(noon. – promoted by ek hornbeck)
How NOT to conduct honest research.
Sociologists representing four major research institutions have published a study in the journal Sociological Inquiry examining how we support our false beliefs. They examined the false belief of many voters during the 2004 general election that Saddam Hussein was responsible for the Saudi/Al Queda attacks on September 11, 2001.
These researchers concluded that the false beliefs were not caused by lies told repeatedly by the Bush Administration, the New York Times, WaPo, FoxNews and assorted other mainstream media in print, broadcast, cable and radio, but reflected a mere quirk of the individuals’ own personal need to justify a war that was already being waged. Is this yet another example of dishonest publicly funded research, bought by historical revisionists instead of Big Pharma this time?

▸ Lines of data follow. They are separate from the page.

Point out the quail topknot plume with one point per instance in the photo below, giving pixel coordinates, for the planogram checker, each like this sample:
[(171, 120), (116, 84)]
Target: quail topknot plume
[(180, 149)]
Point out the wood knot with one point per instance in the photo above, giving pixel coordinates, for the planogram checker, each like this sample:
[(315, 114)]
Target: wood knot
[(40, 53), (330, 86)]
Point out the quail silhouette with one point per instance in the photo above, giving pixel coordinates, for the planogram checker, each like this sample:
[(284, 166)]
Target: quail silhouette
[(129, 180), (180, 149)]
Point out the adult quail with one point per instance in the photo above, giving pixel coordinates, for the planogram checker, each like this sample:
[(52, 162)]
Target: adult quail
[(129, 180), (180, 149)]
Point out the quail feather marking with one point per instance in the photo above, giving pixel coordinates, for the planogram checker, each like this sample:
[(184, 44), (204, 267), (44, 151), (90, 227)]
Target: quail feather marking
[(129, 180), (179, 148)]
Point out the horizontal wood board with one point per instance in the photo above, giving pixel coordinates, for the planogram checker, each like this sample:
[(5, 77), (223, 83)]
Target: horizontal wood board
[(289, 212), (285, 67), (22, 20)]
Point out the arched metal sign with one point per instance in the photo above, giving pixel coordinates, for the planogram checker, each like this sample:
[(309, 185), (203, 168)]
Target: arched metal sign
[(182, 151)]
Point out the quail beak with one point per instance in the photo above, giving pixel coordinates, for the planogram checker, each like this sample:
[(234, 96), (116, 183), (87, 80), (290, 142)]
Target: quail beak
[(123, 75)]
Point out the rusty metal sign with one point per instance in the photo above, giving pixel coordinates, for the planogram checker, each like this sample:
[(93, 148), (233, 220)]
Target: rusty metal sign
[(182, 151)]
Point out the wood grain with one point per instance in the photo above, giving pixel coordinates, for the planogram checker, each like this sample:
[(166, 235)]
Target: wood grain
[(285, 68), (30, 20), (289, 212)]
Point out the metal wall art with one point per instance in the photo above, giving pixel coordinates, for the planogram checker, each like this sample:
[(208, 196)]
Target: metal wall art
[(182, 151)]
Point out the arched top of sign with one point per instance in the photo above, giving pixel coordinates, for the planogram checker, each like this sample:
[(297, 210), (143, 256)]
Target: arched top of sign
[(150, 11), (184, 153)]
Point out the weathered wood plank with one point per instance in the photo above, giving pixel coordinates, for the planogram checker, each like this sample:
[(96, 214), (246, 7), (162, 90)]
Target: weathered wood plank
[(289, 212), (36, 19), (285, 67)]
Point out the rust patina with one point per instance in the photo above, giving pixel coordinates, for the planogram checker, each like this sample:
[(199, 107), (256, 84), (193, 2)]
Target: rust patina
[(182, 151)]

The researchers named their study “There Must Be a Reason: Osama, Saddam and Inferred Justification,” and claim that their findings offer a serious challenge to democracy. The inference from that claim being, of course, that regular people are just too damned stupid and dishonest with themselves to justify letting them vote. Wow.
While it is a trivial observation that people tend to believe what they want to believe, and seek out information sources that support and/or confirm their already-held beliefs, I am certainly not convinced that Ph.D. sociologists should have so pointedly ignored the facts in this particular case of “What’s Wrong With WingNuts?” It was the Bush-Cheney administration that invented the lies, started the war, and was backed up in that false propaganda effort by the mainstream media establishment. Seems like giving political liars and media propagandists a free pass on misleading the public does serious damage to the credibility of erstwhile social science research!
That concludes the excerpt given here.